Ce soir-là, Louka fut fragile et insouciant comme une parenthèse. Il mangea très peu, mais avec un sourire de môme extatique que je me hâtai d’embrasser dès qu’il eût posé son assiette, pour me faire pardonner d’être une incorrigible questionneuse... Je lui fis l’amour à tout petit feu, il avait une façon gourmande et innocente de se laisser faire et je n’en perdis pas une miette.

Puis je m’endormis doucement ; j’étais collée tout contre lui, ma joue posée sur son épaule, ma main lovée sur son ventre. Sa respiration était sereine, apaisée, il s'assoupit sans même avoir essayé de s’écarter de moi.
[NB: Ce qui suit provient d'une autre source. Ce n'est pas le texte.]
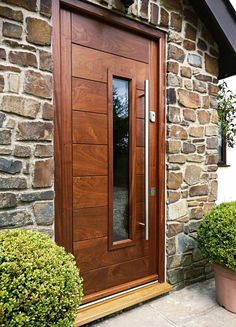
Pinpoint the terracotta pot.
[213,263,236,313]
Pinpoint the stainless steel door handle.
[144,80,149,240]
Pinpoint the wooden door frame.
[52,0,166,283]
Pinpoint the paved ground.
[90,280,236,327]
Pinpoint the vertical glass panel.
[112,78,129,241]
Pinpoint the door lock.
[149,111,156,123]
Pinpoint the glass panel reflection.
[112,78,129,241]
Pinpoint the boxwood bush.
[198,202,236,271]
[0,230,82,327]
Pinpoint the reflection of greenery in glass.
[217,82,236,148]
[113,78,129,241]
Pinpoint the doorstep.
[74,283,172,327]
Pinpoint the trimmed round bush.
[0,230,82,327]
[198,202,236,271]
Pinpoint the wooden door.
[56,10,159,302]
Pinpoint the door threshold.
[74,282,172,327]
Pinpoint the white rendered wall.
[217,75,236,203]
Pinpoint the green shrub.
[198,202,236,271]
[0,230,82,327]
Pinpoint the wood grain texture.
[72,44,148,88]
[73,206,108,242]
[72,111,107,144]
[73,232,149,273]
[136,147,144,175]
[73,144,108,176]
[72,78,107,113]
[136,118,144,147]
[74,284,172,327]
[73,176,108,209]
[81,257,150,295]
[72,15,149,63]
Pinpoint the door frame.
[52,0,166,283]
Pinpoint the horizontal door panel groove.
[73,206,108,241]
[72,44,148,88]
[73,144,108,176]
[72,78,107,113]
[73,176,108,209]
[81,257,150,295]
[72,15,149,63]
[73,231,149,272]
[72,111,107,144]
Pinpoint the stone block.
[0,193,17,209]
[24,70,52,99]
[167,172,183,190]
[159,8,170,27]
[176,233,196,254]
[34,144,53,158]
[0,158,22,175]
[167,74,180,87]
[170,12,182,32]
[180,66,192,78]
[170,125,188,140]
[20,191,54,202]
[42,102,54,120]
[13,144,31,158]
[26,17,52,45]
[0,210,33,228]
[185,23,197,41]
[189,126,204,138]
[197,39,207,51]
[8,74,20,93]
[183,109,196,122]
[39,50,52,72]
[183,40,196,51]
[193,80,207,93]
[187,53,202,68]
[169,154,186,164]
[168,223,184,237]
[40,0,52,17]
[168,200,188,220]
[0,129,12,145]
[2,95,40,118]
[4,0,37,11]
[161,0,183,12]
[17,121,52,141]
[167,140,181,153]
[184,165,202,185]
[167,61,179,74]
[197,110,210,125]
[8,51,38,68]
[168,44,185,63]
[33,159,53,188]
[0,6,23,23]
[0,177,27,190]
[178,89,200,109]
[189,184,209,197]
[182,142,196,154]
[2,22,23,39]
[168,106,181,123]
[33,202,54,226]
[205,53,219,76]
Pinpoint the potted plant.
[198,202,236,313]
[0,230,82,327]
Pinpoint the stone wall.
[0,0,218,288]
[0,0,54,235]
[87,0,218,288]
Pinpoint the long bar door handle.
[144,80,149,240]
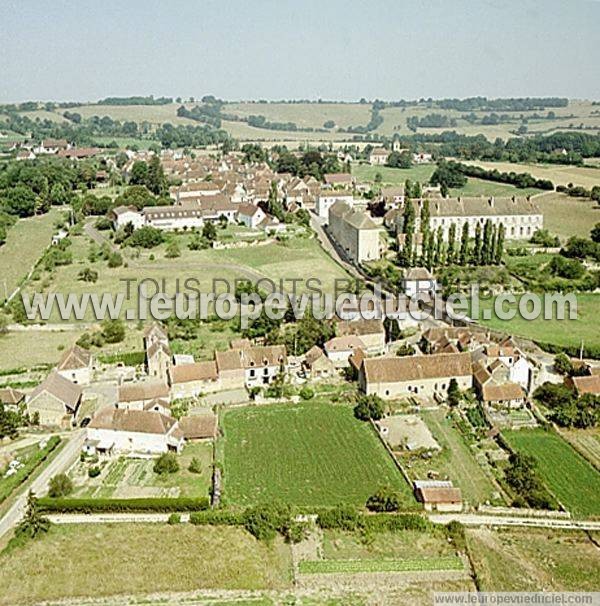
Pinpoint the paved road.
[429,513,600,531]
[0,429,86,537]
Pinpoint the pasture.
[0,208,61,301]
[503,429,600,516]
[222,401,416,509]
[21,234,349,322]
[464,160,600,189]
[534,192,600,240]
[478,293,600,347]
[405,410,502,505]
[0,524,291,606]
[466,528,600,591]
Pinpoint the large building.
[329,202,381,263]
[392,196,544,240]
[358,352,473,399]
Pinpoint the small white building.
[84,406,184,455]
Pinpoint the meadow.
[222,401,416,509]
[0,524,291,606]
[466,528,600,591]
[503,429,600,516]
[0,208,61,301]
[478,293,600,347]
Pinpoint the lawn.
[0,524,291,606]
[466,528,600,591]
[407,410,498,506]
[222,401,416,508]
[70,442,212,499]
[478,293,600,347]
[560,427,600,470]
[534,193,600,240]
[503,429,600,516]
[0,209,60,301]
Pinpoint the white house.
[238,204,267,229]
[111,206,146,229]
[316,191,354,221]
[84,406,184,455]
[56,345,92,385]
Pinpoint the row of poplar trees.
[398,188,505,270]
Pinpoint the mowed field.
[464,160,600,189]
[222,401,416,508]
[352,164,541,196]
[406,410,498,506]
[472,293,600,347]
[503,429,600,516]
[0,524,291,606]
[466,528,600,591]
[0,209,60,301]
[26,230,349,322]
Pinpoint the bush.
[299,386,315,400]
[188,457,202,473]
[38,497,210,513]
[48,473,73,498]
[153,452,179,475]
[88,465,102,478]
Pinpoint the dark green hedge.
[38,497,210,513]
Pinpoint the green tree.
[48,473,73,498]
[101,318,125,343]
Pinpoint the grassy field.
[465,160,600,189]
[26,234,348,322]
[222,401,416,508]
[405,410,497,505]
[560,427,600,470]
[70,442,212,499]
[0,209,60,301]
[504,429,600,516]
[0,327,142,370]
[472,293,600,347]
[352,164,540,196]
[467,528,600,591]
[0,524,291,606]
[535,193,600,239]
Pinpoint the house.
[415,486,462,512]
[302,345,337,379]
[324,335,366,368]
[169,361,221,400]
[565,374,600,396]
[325,173,355,188]
[27,370,82,429]
[329,201,381,263]
[336,319,385,355]
[56,345,92,385]
[369,147,390,166]
[84,406,184,456]
[315,191,354,222]
[117,380,171,410]
[215,345,287,389]
[179,412,217,441]
[238,204,267,229]
[358,353,473,399]
[110,206,145,230]
[0,387,25,409]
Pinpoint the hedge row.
[0,436,60,503]
[98,351,146,366]
[38,497,210,513]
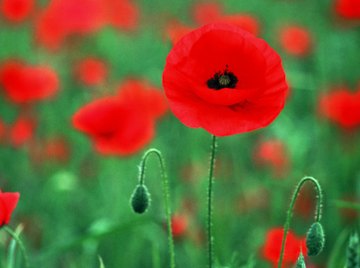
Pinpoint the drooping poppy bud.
[0,190,20,227]
[130,184,151,214]
[295,252,306,268]
[306,222,325,256]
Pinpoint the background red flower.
[0,190,20,227]
[0,0,34,22]
[73,80,166,155]
[163,24,287,136]
[335,0,360,19]
[262,228,307,268]
[280,25,312,56]
[9,116,36,147]
[319,87,360,129]
[0,61,59,104]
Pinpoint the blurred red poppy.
[335,0,360,20]
[75,57,107,86]
[9,116,36,147]
[280,25,312,57]
[0,190,20,227]
[163,24,287,136]
[171,214,189,238]
[319,87,360,129]
[0,62,59,104]
[73,81,169,155]
[262,228,307,268]
[0,0,34,22]
[254,139,289,177]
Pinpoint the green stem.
[3,226,29,267]
[139,148,175,268]
[207,135,217,268]
[278,177,323,268]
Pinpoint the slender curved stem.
[2,226,30,267]
[139,148,175,268]
[278,177,323,268]
[207,135,217,268]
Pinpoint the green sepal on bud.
[130,184,151,214]
[306,222,325,256]
[295,252,306,268]
[346,233,360,268]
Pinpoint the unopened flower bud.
[295,252,306,268]
[306,222,325,256]
[130,184,150,214]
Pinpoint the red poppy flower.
[171,214,189,238]
[335,0,360,19]
[319,87,360,129]
[262,228,307,267]
[0,0,34,22]
[0,62,59,104]
[0,190,20,227]
[10,116,36,147]
[75,58,107,86]
[280,26,312,56]
[254,140,289,176]
[163,24,287,136]
[73,81,169,155]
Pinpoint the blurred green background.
[0,0,360,268]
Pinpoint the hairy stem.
[139,148,175,268]
[278,177,323,268]
[207,135,217,268]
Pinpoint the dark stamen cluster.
[206,70,238,90]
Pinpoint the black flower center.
[206,69,238,90]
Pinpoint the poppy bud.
[306,222,325,256]
[130,184,150,214]
[346,233,360,268]
[295,252,306,268]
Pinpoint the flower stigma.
[206,69,238,90]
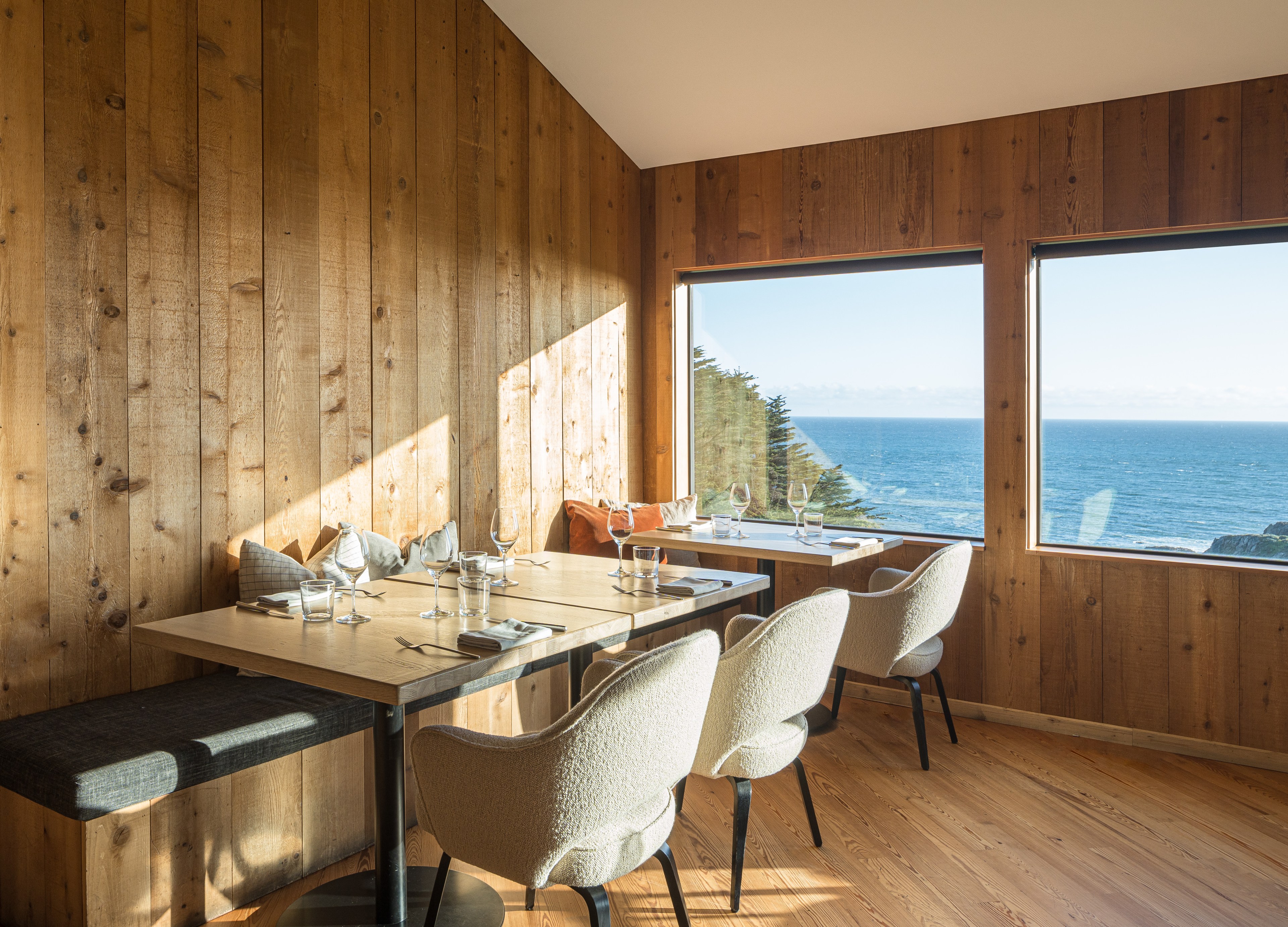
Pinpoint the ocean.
[792,417,1288,552]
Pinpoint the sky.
[692,243,1288,421]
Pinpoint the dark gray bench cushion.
[0,672,372,820]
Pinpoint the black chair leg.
[930,667,957,743]
[425,854,452,927]
[895,676,930,770]
[571,886,610,927]
[792,757,823,846]
[729,776,751,914]
[832,667,845,718]
[653,839,689,927]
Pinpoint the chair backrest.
[836,541,971,678]
[693,590,849,776]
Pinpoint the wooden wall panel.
[1167,84,1243,225]
[264,0,322,552]
[1240,75,1288,219]
[0,0,50,721]
[197,0,264,609]
[45,0,131,706]
[737,151,783,260]
[1038,103,1104,236]
[319,0,376,535]
[125,0,201,689]
[1101,93,1168,232]
[931,122,981,247]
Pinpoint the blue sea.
[792,417,1288,552]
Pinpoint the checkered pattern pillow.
[238,541,317,601]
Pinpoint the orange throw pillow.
[564,499,662,559]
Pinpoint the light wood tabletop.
[389,551,769,628]
[626,522,903,566]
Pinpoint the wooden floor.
[211,698,1288,927]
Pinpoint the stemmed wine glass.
[492,506,519,586]
[335,525,371,624]
[729,483,751,538]
[420,520,456,618]
[608,502,635,577]
[787,483,809,537]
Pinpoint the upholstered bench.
[0,672,391,927]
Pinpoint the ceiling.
[488,0,1288,167]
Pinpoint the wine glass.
[729,483,751,537]
[492,506,519,586]
[787,483,809,537]
[608,502,635,577]
[335,525,371,624]
[420,520,456,618]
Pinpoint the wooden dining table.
[133,552,769,927]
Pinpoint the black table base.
[277,867,505,927]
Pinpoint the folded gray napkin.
[657,577,724,595]
[456,618,554,650]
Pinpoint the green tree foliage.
[693,348,882,528]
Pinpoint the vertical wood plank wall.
[0,0,645,717]
[640,76,1288,751]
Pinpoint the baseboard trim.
[824,680,1288,772]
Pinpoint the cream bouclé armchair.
[832,541,970,770]
[411,631,720,927]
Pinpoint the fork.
[613,583,684,601]
[394,636,479,659]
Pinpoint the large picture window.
[685,252,984,537]
[1035,229,1288,560]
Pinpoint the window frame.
[1030,218,1288,573]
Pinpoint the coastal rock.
[1204,533,1288,560]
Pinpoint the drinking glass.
[300,580,335,622]
[420,528,456,618]
[787,483,809,537]
[456,577,492,618]
[635,545,662,580]
[492,506,519,586]
[608,502,635,577]
[335,525,371,624]
[729,483,751,538]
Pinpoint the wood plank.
[528,55,568,550]
[456,0,498,550]
[80,802,152,927]
[980,113,1042,711]
[416,0,461,527]
[1167,84,1243,225]
[229,753,304,905]
[45,0,131,707]
[149,776,233,927]
[125,0,201,689]
[559,89,595,501]
[694,156,739,264]
[264,0,322,551]
[197,0,264,608]
[1038,103,1104,236]
[1039,556,1104,721]
[0,0,50,721]
[1225,570,1288,752]
[742,149,783,267]
[878,129,935,251]
[931,122,981,247]
[1101,561,1168,731]
[488,20,531,554]
[1167,566,1239,743]
[1240,75,1288,221]
[1103,93,1170,232]
[778,144,831,260]
[317,0,373,535]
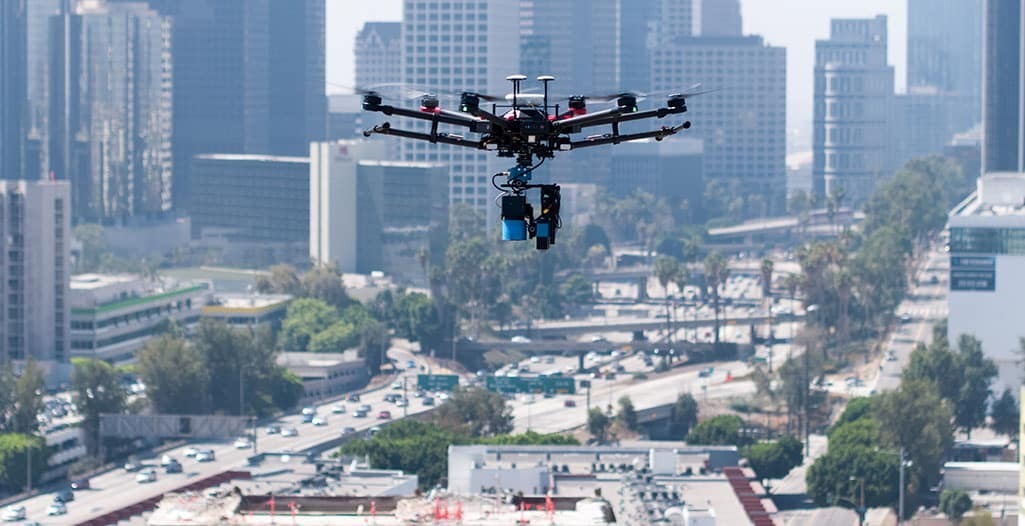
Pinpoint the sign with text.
[950,255,996,292]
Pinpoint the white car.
[2,505,26,522]
[135,467,156,484]
[46,502,68,517]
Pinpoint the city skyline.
[326,0,907,153]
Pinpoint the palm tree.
[653,255,680,343]
[704,250,730,346]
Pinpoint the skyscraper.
[71,2,173,220]
[268,0,323,156]
[0,180,71,379]
[907,0,983,130]
[0,0,29,179]
[354,22,402,88]
[982,0,1025,174]
[401,0,520,223]
[652,36,786,216]
[812,15,894,205]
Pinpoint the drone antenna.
[505,75,527,110]
[537,75,558,115]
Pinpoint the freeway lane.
[19,348,428,525]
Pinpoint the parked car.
[0,505,26,522]
[46,500,68,517]
[135,467,156,484]
[164,460,181,473]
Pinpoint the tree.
[71,356,129,451]
[587,407,612,444]
[806,446,899,508]
[743,435,805,479]
[704,250,730,346]
[687,414,750,447]
[669,393,698,439]
[435,388,513,437]
[873,379,953,487]
[0,433,49,492]
[279,298,341,352]
[616,396,638,431]
[991,389,1021,440]
[940,489,972,521]
[135,334,210,414]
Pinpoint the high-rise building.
[652,36,786,216]
[354,22,402,88]
[700,0,743,37]
[0,180,71,382]
[310,140,449,284]
[812,15,894,205]
[0,0,29,179]
[69,2,173,220]
[268,0,323,156]
[401,0,520,223]
[982,0,1025,174]
[520,0,620,93]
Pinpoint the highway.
[9,348,428,525]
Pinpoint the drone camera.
[502,195,530,241]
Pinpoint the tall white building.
[947,172,1025,394]
[395,0,516,225]
[812,15,894,205]
[0,180,71,383]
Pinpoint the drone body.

Le lendemain, Louka dormit tard, je me calai à l’autre bout du lit avec un bouquin pour le laisser se reposer. Quand il se réveilla enfin, nous eûmes à peine le temps de partager quelques œufs brouillés qu’il était déjà temps pour lui de partir à l’aéroport. Et ce n’est qu’à ce moment-là que j’osai, enfin, lui poser une question qui me turlupinait depuis des mois.

«- Louka ?

- Oui ?

- Do you still… see… other girls ?

- …

- So ?

- Ce n’est pas toi qui disais hier soir : no more questions ?

- ...

- See you in Corsica, Romy ! »

Il dit cela d’un drôle d’air. Et il partit sans me regarder, comme un mioche qui jouerait au play-boy ou aux Indiens pour mieux cacher, derrière son visage parfait, un triste Petit Poucet... Je restai muette en écoutant s’éloigner son pas un peu asymétrique.

Louka était un météore, aveuglant et insaisissable, et quelle que soit la case dans laquelle j’essayais de le ranger, il dépassait toujours d’un ou deux rayons brûlants.

*Dis-lui toi que je t'aime, de Vanessa Paradis ; in Variations sur le même t'aime, 1990.